Why Payment Providers Can't Identify Users
You might ask: "Can't law enforcement just ask Apple to identify everyone with an active Flo subscription, then correlate that with Flo's user activity?"
They could try, but here's why it wouldn’t work:
What Apple knows:
- Apple ID xyz@email.com has an active subscription to Flo
- Payment history for that Apple ID
What Flo knows:
- Anonymous user abc123 has premium status
- Health data logged by user abc123
- That premium status was verified with the App Store. But which specific transaction ID ties back to xyz@email.com? We don’t know — because the transaction ID is only used briefly to confirm the purchase and is never stored.
What's missing:
- No stored link between abc123 and any Apple transaction ID
- No stored link between abc123 and xyz@email.com
- No way to connect the health data logged in abc123’s account to their identity
Even if Apple provided a list of every Flo subscriber's identity, we couldn't match them to our anonymous user records. The linking information exists only transiently during verification and is never stored.
The only way to connect them would be:
- Apple identifies: "xyz@email.com subscribes to Flo"
- Apple monitors: "xyz@email.com's devices are making App Store API calls to verify Flo subscription right now"
- At that exact moment, someone with access to Flo's application servers observes: "Anonymous user abc123 just sent a verification request."
- Correlation: Both happened at the same time from the same device
Making that connection would require real-time surveillance of both systems at the same moment. While theoretically possible, it would demand an extraordinary level of coordination that goes far beyond standard legal or technical processes.
It would also mean monitoring all relevant App Store subscription activity in real time and catching the exact moment a user’s subscription is verified. There’s no way to predict when — or even if — a user will trigger that verification. It could happen rarely, or not at all.
And even in that narrow window, the opportunity is fleeting. Once the verification is complete, the transaction ID is discarded and the temporary connection disappears.
The Bigger Picture
Subscription handling is just one part of Anonymous Mode’s overall design. But it illustrates a bigger point: real privacy by design means examining every part of the system — not just adding a privacy layer on top. We couldn’t simply bolt privacy onto our existing subscription logic. We had to rethink it from the ground up: what information is stored, when verification happens, what isn’t retained, and which trade-offs we’re willing to make to protect anonymity.
That same approach applies across Anonymous Mode. From subscriptions to Partner Mode, and even smaller features — like free-text notes that could accidentally reveal identifying details — each decision was evaluated through a single lens: does this preserve true anonymity?
If it didn’t, we redesigned it or removed it.
Conclusion
At first glance, payments and anonymity can seem incompatible. Most payment systems are built around identity — verifying who someone is and tying transactions to an account.

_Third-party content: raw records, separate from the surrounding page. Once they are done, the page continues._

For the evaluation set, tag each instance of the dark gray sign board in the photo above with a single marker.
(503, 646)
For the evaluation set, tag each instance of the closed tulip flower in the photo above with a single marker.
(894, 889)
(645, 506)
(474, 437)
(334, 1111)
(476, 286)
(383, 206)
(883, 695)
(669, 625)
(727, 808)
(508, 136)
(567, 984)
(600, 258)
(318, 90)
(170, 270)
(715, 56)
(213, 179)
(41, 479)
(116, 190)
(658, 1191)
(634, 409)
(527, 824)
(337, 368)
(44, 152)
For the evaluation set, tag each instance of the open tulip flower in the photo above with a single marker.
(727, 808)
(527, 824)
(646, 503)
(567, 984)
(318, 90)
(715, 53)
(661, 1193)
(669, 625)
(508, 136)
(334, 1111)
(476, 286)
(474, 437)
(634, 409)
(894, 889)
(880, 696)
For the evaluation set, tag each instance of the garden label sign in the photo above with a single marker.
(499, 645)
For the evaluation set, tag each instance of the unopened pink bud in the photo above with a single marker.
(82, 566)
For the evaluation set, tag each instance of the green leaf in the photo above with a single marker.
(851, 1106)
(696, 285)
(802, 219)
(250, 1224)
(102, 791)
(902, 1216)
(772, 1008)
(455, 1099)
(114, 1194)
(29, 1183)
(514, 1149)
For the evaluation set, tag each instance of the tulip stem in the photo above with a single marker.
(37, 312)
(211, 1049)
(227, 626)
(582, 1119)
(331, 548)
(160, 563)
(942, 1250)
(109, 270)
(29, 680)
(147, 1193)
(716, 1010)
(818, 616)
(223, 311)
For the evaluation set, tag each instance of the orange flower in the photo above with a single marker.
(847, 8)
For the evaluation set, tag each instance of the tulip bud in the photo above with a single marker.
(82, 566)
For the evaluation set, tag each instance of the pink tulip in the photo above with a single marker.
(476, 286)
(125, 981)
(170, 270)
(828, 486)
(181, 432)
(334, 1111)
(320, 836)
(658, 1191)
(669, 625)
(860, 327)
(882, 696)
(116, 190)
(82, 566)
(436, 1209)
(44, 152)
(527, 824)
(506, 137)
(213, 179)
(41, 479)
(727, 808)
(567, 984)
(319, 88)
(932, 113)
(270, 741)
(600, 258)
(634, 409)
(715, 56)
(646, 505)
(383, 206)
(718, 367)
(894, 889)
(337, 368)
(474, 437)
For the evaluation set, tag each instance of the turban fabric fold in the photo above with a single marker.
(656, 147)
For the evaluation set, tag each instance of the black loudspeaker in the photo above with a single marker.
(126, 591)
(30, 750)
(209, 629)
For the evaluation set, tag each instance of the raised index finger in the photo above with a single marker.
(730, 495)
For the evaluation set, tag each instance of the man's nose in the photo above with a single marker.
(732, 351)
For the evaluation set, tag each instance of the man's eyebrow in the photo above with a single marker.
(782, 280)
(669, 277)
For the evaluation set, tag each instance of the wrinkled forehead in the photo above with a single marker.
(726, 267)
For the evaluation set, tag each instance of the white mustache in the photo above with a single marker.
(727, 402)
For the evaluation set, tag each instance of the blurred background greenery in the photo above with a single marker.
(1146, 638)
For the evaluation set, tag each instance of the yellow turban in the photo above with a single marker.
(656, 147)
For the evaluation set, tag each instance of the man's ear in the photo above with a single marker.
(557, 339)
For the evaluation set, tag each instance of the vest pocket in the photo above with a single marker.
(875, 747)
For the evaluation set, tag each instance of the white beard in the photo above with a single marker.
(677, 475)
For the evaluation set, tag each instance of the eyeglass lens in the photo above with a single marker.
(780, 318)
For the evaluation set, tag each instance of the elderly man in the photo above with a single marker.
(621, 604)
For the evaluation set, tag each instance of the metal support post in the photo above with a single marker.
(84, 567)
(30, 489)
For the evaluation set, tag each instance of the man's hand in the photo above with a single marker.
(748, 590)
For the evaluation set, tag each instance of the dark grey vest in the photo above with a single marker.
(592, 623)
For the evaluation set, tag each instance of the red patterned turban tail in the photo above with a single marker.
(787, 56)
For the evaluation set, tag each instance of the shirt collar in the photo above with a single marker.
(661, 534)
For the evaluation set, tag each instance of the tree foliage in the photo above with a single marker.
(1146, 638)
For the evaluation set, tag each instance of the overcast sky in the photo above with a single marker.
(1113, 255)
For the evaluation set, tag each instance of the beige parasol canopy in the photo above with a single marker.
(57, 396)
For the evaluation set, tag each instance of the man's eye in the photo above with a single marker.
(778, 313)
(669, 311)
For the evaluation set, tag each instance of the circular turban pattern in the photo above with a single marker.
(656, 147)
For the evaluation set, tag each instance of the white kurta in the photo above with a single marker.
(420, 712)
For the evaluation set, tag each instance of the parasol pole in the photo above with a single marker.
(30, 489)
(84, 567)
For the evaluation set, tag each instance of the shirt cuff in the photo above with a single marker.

But with careful system design, it’s possible to accept payments from anonymous users without creating a stored link between payment identity and app identity. For us, the solution was transient verification. We briefly connect the necessary pieces — like a user ID and a transaction ID — only at the moment we need to confirm a subscription. Once that verification is complete, the link is discarded and not retained in our systems.
This approach does come with trade-offs. It requires more complex engineering and limits certain conveniences. But for people who need anonymous access to premium features, those trade-offs are intentional and worthwhile. The subscription should never become the thread that unravels their anonymity.
For anyone building privacy-focused products, this is the key lesson: payments can’t be an afterthought. If anonymity is the goal, you have to design subscriptions from first principles — and ensure they don’t quietly undermine everything else.